5
He set the kettle down with a rap on the draining-board. He seemed even more taken aback than I was, and this heartened me. I said, with a reasonable show of calmness: ‘You’re welcome, of course, to take shelter from the storm, but do you usually walk into someone else’s house without knocking? Or did you knock, and I didn’t hear you? I thought the door was locked, anyway.’
‘Your house?’ He asked it without any apparent sense of its being a stupid question.
‘Well, yes. Temporarily, anyway. I’ve rented it for a fortnight. Oh, I see. You know the owners? And you thought you could just walk in—’
‘As a matter of fact, I thought it was my own house. I was brought up here. See?’ He put a hand in a pocket and brought out a key, the duplicate of the one I had been given, which fitted both front and back doors. ‘I’d no idea the place had changed hands. I’m sorry.’

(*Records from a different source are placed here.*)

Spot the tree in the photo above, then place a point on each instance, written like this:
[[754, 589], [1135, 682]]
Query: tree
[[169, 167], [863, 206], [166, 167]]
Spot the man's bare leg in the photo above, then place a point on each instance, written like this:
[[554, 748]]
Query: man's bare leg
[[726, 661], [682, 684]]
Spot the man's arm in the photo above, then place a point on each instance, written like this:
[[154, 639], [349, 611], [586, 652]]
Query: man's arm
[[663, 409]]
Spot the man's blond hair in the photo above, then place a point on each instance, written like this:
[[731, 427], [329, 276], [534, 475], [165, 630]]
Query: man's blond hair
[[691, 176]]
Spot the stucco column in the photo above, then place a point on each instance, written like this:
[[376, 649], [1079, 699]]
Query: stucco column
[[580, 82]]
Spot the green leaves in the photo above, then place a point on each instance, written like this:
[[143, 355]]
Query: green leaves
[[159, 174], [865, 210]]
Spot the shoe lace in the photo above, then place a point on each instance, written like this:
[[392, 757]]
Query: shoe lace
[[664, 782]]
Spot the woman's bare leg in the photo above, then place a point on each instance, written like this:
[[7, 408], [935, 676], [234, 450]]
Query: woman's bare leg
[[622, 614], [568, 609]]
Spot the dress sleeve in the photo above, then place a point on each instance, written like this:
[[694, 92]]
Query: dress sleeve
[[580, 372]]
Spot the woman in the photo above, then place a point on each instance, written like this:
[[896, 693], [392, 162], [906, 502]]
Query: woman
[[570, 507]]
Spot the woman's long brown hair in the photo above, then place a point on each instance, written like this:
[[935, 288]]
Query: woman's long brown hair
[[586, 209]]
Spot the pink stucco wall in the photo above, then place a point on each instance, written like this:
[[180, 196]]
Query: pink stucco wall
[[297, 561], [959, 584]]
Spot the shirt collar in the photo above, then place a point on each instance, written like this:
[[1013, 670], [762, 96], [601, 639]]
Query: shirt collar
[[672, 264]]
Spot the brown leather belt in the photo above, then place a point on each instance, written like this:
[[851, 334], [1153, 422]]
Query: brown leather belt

‘I’m sorry, too.’ An awkward silence. He stood by the sink, dripping quietly onto the scullery matting. He showed no sign of offering to go, and, hearing the wind outside hurling fistfuls of rain about, I could hardly blame him. I cleared my throat. ‘Well, this is a bit awkward, isn’t it? The people who lived here moved away a couple of years ago, so I was told. I don’t know where they went, but Mrs McDougall at the post office could probably tell you, if you wanted to get in touch again. I think she said the name was Mackay.’
‘That is right.’ Now in his voice I could hear, through the flattening cosmopolitan overlay, the unmistakable lilt of the islands. ‘My father used to do the garden at Taigh na Tuir. My foster-father, that is.’
‘You mean your parents lived here? Then this was your home?’
‘That is right,’ he said again.
‘Well . . .’ I stopped, at a loss for words. He smiled then for the first time, and the smile lightened his face to a sudden, vivid charm.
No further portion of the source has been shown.